LGD-Gaming is Pyl's team. He is the core figure who has shaped LGD-Gaming's identity since joining the squad in September of 2012. He's been described as a strong leader with a mediating personality. Generally, he's credited with keeping the team relaxed in game and overall strong shot-calling.

Bit by bit, LGD has been shaped around Pyl. When LGD joined the LPL in Spring of 2014, Styz looked like one of the strongest AD carries of the league. The next we saw Styz, he had one of the lowest impact performances of any other player this year.

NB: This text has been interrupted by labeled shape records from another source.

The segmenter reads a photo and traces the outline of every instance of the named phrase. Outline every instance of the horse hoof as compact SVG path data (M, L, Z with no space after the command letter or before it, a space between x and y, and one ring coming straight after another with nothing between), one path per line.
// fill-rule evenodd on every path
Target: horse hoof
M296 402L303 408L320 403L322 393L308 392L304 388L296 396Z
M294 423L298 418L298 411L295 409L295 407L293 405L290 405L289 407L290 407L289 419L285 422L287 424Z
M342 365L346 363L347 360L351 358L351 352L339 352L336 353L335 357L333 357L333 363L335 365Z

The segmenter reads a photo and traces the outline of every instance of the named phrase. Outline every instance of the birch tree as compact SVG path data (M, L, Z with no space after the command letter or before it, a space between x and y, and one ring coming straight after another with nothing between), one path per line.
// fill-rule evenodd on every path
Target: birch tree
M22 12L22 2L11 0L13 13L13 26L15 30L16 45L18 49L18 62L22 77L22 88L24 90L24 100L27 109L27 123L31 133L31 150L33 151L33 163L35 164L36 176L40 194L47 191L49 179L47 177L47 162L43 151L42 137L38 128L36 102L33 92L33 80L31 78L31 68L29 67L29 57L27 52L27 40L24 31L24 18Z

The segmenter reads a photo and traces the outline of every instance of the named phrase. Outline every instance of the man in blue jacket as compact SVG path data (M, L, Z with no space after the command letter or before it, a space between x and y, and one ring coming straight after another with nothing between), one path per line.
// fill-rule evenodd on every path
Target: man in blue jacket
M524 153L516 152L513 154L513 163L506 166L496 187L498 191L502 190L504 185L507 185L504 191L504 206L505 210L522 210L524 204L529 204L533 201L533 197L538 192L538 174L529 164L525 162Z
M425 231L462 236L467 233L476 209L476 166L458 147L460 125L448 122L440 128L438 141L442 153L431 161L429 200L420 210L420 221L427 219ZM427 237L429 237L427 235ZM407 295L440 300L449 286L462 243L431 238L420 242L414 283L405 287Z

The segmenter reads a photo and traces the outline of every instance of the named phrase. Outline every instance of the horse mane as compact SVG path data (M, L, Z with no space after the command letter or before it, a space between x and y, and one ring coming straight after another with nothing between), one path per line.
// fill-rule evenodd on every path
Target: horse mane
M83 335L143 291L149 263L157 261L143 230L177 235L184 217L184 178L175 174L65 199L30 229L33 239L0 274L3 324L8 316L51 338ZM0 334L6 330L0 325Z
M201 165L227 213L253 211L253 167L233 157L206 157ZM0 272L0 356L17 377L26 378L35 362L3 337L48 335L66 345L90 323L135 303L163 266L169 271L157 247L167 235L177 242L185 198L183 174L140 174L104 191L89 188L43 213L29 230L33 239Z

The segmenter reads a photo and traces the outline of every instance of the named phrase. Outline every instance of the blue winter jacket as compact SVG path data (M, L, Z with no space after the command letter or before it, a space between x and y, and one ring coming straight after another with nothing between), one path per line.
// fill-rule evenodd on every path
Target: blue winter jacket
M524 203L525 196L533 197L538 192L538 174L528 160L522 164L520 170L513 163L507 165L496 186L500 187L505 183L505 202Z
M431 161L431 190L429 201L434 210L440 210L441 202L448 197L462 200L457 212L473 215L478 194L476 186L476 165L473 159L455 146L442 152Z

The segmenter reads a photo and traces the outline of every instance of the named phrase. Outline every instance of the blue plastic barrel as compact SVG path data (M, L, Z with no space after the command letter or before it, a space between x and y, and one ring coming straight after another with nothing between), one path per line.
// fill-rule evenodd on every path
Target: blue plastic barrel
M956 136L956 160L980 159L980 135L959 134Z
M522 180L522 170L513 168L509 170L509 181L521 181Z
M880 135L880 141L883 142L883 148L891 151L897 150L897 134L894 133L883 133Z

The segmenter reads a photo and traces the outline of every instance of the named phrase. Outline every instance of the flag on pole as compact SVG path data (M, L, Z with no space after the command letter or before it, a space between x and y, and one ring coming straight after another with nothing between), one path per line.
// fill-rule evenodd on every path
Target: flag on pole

Since then, LGD has continued to make modifications to their team with small upgrades over time. Two of their biggest power pickups, We1less and imp, have both stated they wanted to join LGD because they respected Pyl as a leader. Both players have developed new dimensions to their playstyles since joining and added to the feel of the team as a single unit.

LGD has had some of the best minion management of any team in LPL. Waves will be pushed in their favor, letting them take smart fights and chair area of effect abilities. If they lose, teams have to push back the minion waves to get a tower. If LGD wins, they get a string of objectives. A lot of this is down to Pyl's calls.

Pyl grinning in the draft of one of LGD's more -- "dramatic" performances.

Outside just smart strategy and presence as a captain, Pyl has always looked good on playmaking champions. His effective roams help guard his support, and when he lanes with imp, they have one of the strongest 2v2s in the league.

The first split LGD joined LPL, they just barely missed the Playoffs cutoff. The second split, they made Playoffs, but didn't win a single game before dropping out. This split, they've 3-0'd their first round opponent. LGD is Pyl's team, and it's finally growing into him.

The kRYST4L question

A lot of pressure is put on kRYST4L, and for the most part, he owns it. This split, few AD carries have been given the team resources kRYST4L has. Snake's shot-caller, Flandre, previously the team's monster of a split pushing carry, has taken a backseat. He grabs utility tank champions and helps zone in team fights.

Snake is one of the best teams at forming a front line, and it's all for kRYST4L. 

The problem comes with his over-extensions. Perhaps kRYST4L gets impatient, but when he mis-positions in team fights too often, his team suffers. His continued instances of poor judgment pulls in more and more resources form his team to keep him safe.

How far Snake can go in this tournament comes down to kRYST4L. With a farmed hyper carry, he can smash through any tank line. Though not as young as his teammate, Flandre, kRYST4L has a lot of expectations riding on him for his age. If he places himself behind his team's tanks, Snake can take down LGD. 

If he plays like he did against King, they won't. Snake goes all-in on kRYST4L in a big way; nothing else matters.